El Editorial

El Consejo de Seguridad de la ONU o una batalla por la irrelevancia

La ampliación del Consejo de Seguridad de la ONU propiciada por los Estados Unidos con el propósito de sincerar o de rectificar una anomalía de la política mundial, ha creado más problemas de los que se suponía está llamada a resolver. Estados Unidos veía como irónico e incómodo que Alemania y Japón (países de tanta influencia y de tanto peso en la economía y en la política mundial, muy consecuentes aliados durante los años de la Guerra Fría) estuvieron fuera del Consejo de Seguridad y que apenas se les diera acceso de tiempo en tiempo como miembros no permanentes, sin derecho de veto, como cualquier país del Tercer Mundo.

Era irónico ciertamente. Lo era porque desde todo punto de vista su representatividad y su radio de acción les conferían un status que en nada puede desmerecer al de la Gran Bretaña o de Francia o al de la sobreviviente Rusia, heredera del sillón de la antigua URSS en el Consejo. ¿Rusia adentro y Alemania y Japón afuera? No era posible. Esta reflexión, como también consideraciones económicas, llevó a los Estados Unidos a propiciar que el número de miembros permanentes del Consejo de Seguridad fuera ampliado. La cuestión no ha resultado sencilla porque, obviamente, no podía quedarse apenas con el ingreso de los dos grandes países. Tenía que buscarse lo que se llama en el lenguaje de la Isla de la Tortuga la «representación regional». Hasta ahora el concepto de «representación regional» había funcionado porque un país podía optar a una posición por un periodo y si no lo lograba quedaba abierta la posibilidad de la negociación o de la alternabilidad como ocurre con la Presidencia de la Asamblea General o con el acceso al propio Consejo como miembros no permanentes. La situación de la elección al organismo supuestamente estratégico de la ONU es diferente: con ella se consagra un privilegio «permanente», es decir, por todo el tiempo previsible.

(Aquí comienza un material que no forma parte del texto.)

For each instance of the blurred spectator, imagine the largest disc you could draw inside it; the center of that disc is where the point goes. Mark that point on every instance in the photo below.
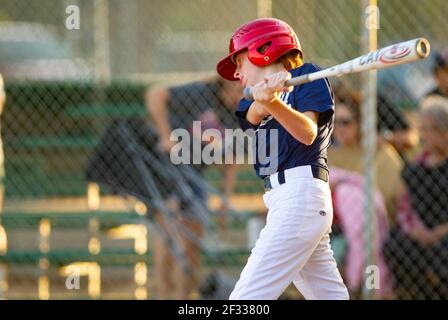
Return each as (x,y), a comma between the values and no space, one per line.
(213,103)
(346,183)
(348,195)
(417,251)
(440,70)
(347,154)
(393,126)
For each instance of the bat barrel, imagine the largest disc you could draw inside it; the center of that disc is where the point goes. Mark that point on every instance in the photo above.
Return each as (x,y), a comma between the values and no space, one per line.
(423,48)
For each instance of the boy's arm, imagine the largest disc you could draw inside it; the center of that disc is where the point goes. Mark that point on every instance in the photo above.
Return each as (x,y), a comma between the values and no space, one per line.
(302,126)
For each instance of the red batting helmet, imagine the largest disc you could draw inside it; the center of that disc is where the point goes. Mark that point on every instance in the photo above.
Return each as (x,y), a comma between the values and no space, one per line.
(252,36)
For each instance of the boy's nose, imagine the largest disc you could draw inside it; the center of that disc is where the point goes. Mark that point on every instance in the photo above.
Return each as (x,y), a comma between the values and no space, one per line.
(237,74)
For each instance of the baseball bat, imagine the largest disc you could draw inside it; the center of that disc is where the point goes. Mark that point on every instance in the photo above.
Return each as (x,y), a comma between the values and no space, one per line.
(393,55)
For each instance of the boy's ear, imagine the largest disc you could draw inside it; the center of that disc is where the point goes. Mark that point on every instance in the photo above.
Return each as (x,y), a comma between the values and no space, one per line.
(262,49)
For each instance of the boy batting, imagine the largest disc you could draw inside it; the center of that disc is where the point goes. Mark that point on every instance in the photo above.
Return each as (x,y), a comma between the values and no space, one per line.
(294,245)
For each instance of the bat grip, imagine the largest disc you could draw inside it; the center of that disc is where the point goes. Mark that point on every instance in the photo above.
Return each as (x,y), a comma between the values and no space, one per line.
(291,82)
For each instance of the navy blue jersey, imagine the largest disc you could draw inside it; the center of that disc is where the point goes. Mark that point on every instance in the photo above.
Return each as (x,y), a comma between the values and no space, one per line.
(314,96)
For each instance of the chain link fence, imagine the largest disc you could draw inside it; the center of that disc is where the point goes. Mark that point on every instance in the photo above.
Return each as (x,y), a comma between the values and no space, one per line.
(93,206)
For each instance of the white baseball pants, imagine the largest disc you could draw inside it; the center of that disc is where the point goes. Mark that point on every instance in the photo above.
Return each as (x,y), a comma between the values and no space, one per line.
(294,245)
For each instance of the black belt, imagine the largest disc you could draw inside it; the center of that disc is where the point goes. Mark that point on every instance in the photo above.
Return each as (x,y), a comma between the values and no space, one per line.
(318,173)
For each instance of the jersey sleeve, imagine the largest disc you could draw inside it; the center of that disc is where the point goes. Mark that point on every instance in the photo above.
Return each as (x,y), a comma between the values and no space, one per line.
(315,96)
(241,113)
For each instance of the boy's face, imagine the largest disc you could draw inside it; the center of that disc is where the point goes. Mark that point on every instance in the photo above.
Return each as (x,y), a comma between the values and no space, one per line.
(248,73)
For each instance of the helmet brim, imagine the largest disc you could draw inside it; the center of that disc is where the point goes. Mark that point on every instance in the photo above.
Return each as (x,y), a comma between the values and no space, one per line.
(226,68)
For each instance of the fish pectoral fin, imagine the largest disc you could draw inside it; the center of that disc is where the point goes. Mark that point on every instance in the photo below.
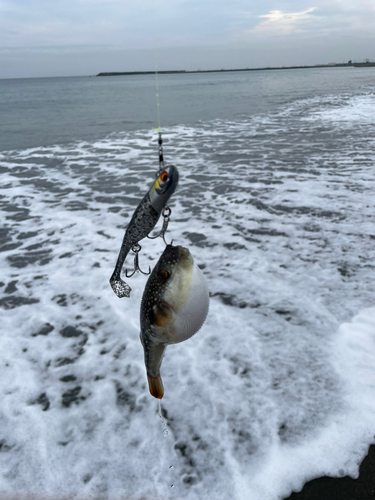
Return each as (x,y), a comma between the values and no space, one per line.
(163,314)
(155,386)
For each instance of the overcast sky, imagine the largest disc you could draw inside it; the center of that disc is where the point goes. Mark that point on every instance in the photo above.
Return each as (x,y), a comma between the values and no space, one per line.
(85,37)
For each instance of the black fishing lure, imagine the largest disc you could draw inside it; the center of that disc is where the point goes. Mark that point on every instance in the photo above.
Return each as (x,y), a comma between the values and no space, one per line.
(143,222)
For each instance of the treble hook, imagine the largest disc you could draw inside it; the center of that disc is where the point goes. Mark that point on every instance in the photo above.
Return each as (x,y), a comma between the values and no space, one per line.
(136,249)
(166,213)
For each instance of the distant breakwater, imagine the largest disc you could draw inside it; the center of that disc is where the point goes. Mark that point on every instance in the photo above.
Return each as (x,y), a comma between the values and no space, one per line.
(114,73)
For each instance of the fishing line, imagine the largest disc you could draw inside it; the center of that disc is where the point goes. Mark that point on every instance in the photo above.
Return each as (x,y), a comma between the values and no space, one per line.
(160,140)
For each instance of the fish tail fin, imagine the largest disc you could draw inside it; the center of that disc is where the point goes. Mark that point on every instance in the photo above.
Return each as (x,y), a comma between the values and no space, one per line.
(155,386)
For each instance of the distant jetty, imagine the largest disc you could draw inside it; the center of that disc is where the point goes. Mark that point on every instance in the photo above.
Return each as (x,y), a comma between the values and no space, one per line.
(182,71)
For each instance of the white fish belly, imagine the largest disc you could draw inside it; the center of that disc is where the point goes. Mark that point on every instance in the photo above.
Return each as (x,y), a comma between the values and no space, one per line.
(193,312)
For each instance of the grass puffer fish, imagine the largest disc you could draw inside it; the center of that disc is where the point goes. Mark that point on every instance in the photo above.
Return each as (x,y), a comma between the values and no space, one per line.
(143,222)
(174,306)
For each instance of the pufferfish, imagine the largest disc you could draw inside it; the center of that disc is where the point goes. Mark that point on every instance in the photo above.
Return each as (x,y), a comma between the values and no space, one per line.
(174,306)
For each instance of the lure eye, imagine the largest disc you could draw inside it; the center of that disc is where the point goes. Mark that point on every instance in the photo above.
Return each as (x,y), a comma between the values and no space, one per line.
(164,176)
(163,274)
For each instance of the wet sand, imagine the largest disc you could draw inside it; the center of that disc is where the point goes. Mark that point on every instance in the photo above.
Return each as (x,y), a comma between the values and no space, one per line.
(344,488)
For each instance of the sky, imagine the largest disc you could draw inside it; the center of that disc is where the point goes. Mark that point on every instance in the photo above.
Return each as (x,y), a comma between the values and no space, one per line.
(41,38)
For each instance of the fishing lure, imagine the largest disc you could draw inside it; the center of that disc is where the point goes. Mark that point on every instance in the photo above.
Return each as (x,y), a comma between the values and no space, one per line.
(143,222)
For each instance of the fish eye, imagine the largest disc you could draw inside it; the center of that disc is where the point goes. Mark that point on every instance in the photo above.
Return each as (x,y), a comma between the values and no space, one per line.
(164,176)
(163,274)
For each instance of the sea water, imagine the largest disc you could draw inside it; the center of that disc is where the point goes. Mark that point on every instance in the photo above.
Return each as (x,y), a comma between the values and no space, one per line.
(276,205)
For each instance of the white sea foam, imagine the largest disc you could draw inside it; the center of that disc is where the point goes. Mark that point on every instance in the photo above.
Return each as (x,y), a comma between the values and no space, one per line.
(270,393)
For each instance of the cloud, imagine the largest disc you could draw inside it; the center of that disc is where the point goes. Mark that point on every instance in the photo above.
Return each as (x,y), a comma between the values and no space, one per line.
(278,22)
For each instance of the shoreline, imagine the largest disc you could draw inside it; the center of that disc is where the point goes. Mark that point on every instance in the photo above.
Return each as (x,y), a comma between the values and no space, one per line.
(182,71)
(342,488)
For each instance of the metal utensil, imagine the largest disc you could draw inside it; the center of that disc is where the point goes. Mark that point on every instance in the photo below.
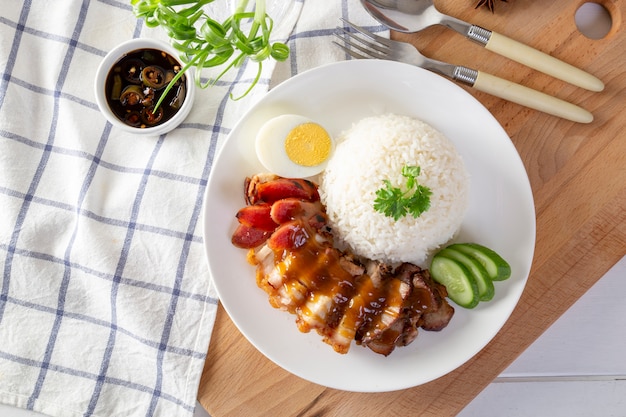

En las regiones, la cuestión ha causado más desavenencias que coincidencias. En América Latina son visibles y están a punto de dañar alianzas incluso económicas y esquemas de cooperación de mayor significado y de alcance vital, mucho más relevante para nuestros pueblos que el sillón del Consejo. Argentina y Brasil están enfrentados por el sillón. ¿Cómo decir quién tiene más méritos entre el uno y el otro? Hay quienes en la disputa recuerdan la historia de países donde de tiempo en tiempo reaparecen las dictaduras militares. Todo le convendría a la región menos tener en el alto organismo de la ONU a un embajador con charreteras reales o simbólicas. De ahí que se haya pensado también en México, un país con las credenciales de una participación de medio siglo en la historia de la ONU, desde Chapultepec en 1945.

El Presidente Fernando Henrique Cardoso, con la inteligencia de gran estadista y de gran sociólogo, ha expresado que más vale tener buenos vecinos que un puesto en el Consejo de Seguridad. Es cierto. Lo que América Latina debe analizar no es la cuestión superflua de que uno de sus países vaya al Consejo de Seguridad. Lo que debemos pensar los latinoamericanos es para que va uno de nuestros países a ese organismo. Quizás estemos librando una batalla campal por la conquista de la irrelevancia. Mientras exista el derecho de veto el Consejo de Seguridad será un organismo antidemocrático. América Latina se opuso a ese privilegio desde la conferencia de San Francisco. Lo que debemos hacer, por consiguiente, ya a fines del siglo XX y a 50 años de la fundación de la ONU es retornar a nuestra posición de entonces, volver a las raíces y postular la democratización del organismo. Durante medio siglo el derecho de veto ejercido por las potencias rivales de la Guerra Fría paralizó al Consejo. No existiendo ahora las razones de dos sistemas antagónicos que se disputaban el control de la política mundial y el dominio sobre sus zonas de influencia, ¿cuál es la justificación de ese derecho de veto tan antidemocrático como anacrónico?

América Latina tiene ahora una ocasión propicia para contribuir a la democratización del organismo mundial solicitando, más que la ampliación del número de miembros permanentes, la eliminación del derecho de veto. El propio status de miembro permanente ¿no es ya obsoleto? ¿No fue dictado por las consecuencias de la Segunda Guerra Mundial? ¿Por qué medio siglo después nos empeñamos en defender lo que entonces fue creado como una cuestión que ya no tiene vigencia?

La batalla por la irrelevancia que se está llevando a cabo en la ONU este otoño de 1997 no es sino otro síntoma de que la crisis del organismo mundial no se percibe en sus verdaderas dimensiones. «No entendemos lo que está pasando (dijo Ortega y Gasset) y eso es lo que está pasando». Pasa en la ONU y fuera de la ONU. Fernando Henrique Cardoso tiene la palabra.